Solved this by using the MSAL Python library instead! I think this handles some header work behind the scenes for you. So if anyone ever has a problem, try MSAL
login.microsoftonline.com authentication call via Python requests library causing error, postman not
I'm trying to do the following call to authenticate against login.microsoftonline.com to my company's tenant as to be able to use Microsoft Graph. To do so I run the following code:
import requests
request_body = {'username': 'my.service.account@mytenantname.onmicrosoft.com',
'password': 'mypassword',
'client_secret': 'myclientsecret'
'client_id': 'myclientid',
'resource': 'https://graph.microsoft.com',
'grant_type': 'password'}
response = requests.post(url='https://login.microsoftonline.com/9e2ed628-0023-704d-1112-3dkh3489dh3/oauth2/token',
data=request_body, headers={'Content-Type': 'application/x-www-form-urlencoded'})
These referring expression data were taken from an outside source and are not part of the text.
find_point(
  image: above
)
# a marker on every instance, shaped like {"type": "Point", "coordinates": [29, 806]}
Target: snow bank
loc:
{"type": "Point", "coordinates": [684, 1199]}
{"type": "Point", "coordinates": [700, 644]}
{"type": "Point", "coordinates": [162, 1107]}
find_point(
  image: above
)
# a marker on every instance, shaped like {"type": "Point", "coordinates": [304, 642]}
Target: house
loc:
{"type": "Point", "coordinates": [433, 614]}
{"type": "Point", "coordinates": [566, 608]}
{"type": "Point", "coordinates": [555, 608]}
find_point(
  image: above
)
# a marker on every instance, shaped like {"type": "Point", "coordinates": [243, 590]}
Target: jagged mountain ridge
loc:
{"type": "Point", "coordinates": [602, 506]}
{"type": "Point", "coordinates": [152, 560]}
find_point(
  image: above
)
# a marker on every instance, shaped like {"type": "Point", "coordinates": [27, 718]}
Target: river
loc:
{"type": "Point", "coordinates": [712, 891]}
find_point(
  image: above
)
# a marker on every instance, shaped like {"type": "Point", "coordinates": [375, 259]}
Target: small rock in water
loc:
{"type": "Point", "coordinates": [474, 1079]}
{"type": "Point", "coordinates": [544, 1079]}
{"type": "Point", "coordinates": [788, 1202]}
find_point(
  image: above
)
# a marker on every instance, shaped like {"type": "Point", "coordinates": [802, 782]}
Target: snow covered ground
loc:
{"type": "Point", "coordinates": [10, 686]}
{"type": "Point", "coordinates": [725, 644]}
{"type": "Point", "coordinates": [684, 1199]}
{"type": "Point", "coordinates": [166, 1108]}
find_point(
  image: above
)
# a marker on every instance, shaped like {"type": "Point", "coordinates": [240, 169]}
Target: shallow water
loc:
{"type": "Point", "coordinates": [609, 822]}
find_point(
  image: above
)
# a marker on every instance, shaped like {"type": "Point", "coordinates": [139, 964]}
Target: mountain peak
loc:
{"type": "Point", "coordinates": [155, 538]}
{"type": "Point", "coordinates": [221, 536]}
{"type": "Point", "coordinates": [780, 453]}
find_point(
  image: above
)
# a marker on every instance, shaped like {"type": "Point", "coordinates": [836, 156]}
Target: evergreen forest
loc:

Note: Tenant in URL is random
This however gives me the following error:
{"error":"invalid_request","error_description":"AADSTS90002: Tenant 'mytenantname.onmicrosoft.com' not found. Check to make sure you have the correct tenant ID and are signing into the correct cloud. Check with your subscription administrator, this may happen if there are no active subscriptions for the tenant.\r\nTrace ID: 2e4ee180-ee48-4585-b509-86d7ab690800\r\nCorrelation ID: a9fcb5a9-401d-42d8-9831-34bb58190590\r\nTimestamp: 2022-10-20 15:28:31Z","error_codes":[90002],"timestamp":"2022-10-20 15:28:31Z","trace_id":"2e4ee180-ee48-4585-b509-86d7ab690800","correlation_id":"a9fcb5a9-401d-42d8-9831-34bb58190590","error_uri":"https://login.microsoftonline.com/error?code=90002"}
Now I for one know that there are subscriptions in this Tenant, and furthermore, calling this exact same URL with the same request body (x-www-form-urlencoded) from Postman results in a successful request, where I get an access token:
{
"token_type": "Bearer",
"scope": "Files.Read.All Sites.Read.All",
"expires_in": "4078",
"ext_expires_in": "4078",
"expires_on": "1666283182",
"not_before": "1666278803",
"resource": "https://graph.microsoft.com",
"access_token": "accesstoken",
"refresh_token": "refreshtoken"
}
which I'm able to use to run against the Graph API. Does anybody have any clue why this would work for Postman but not with the 'requests' library in Python? Am I missing some header? Is some encoding going wrong?
I'm running both requests from the same machine, so it's nothing to do with networking is my guess. Has anybody experienced something similar to this? And if so, how did you fix it?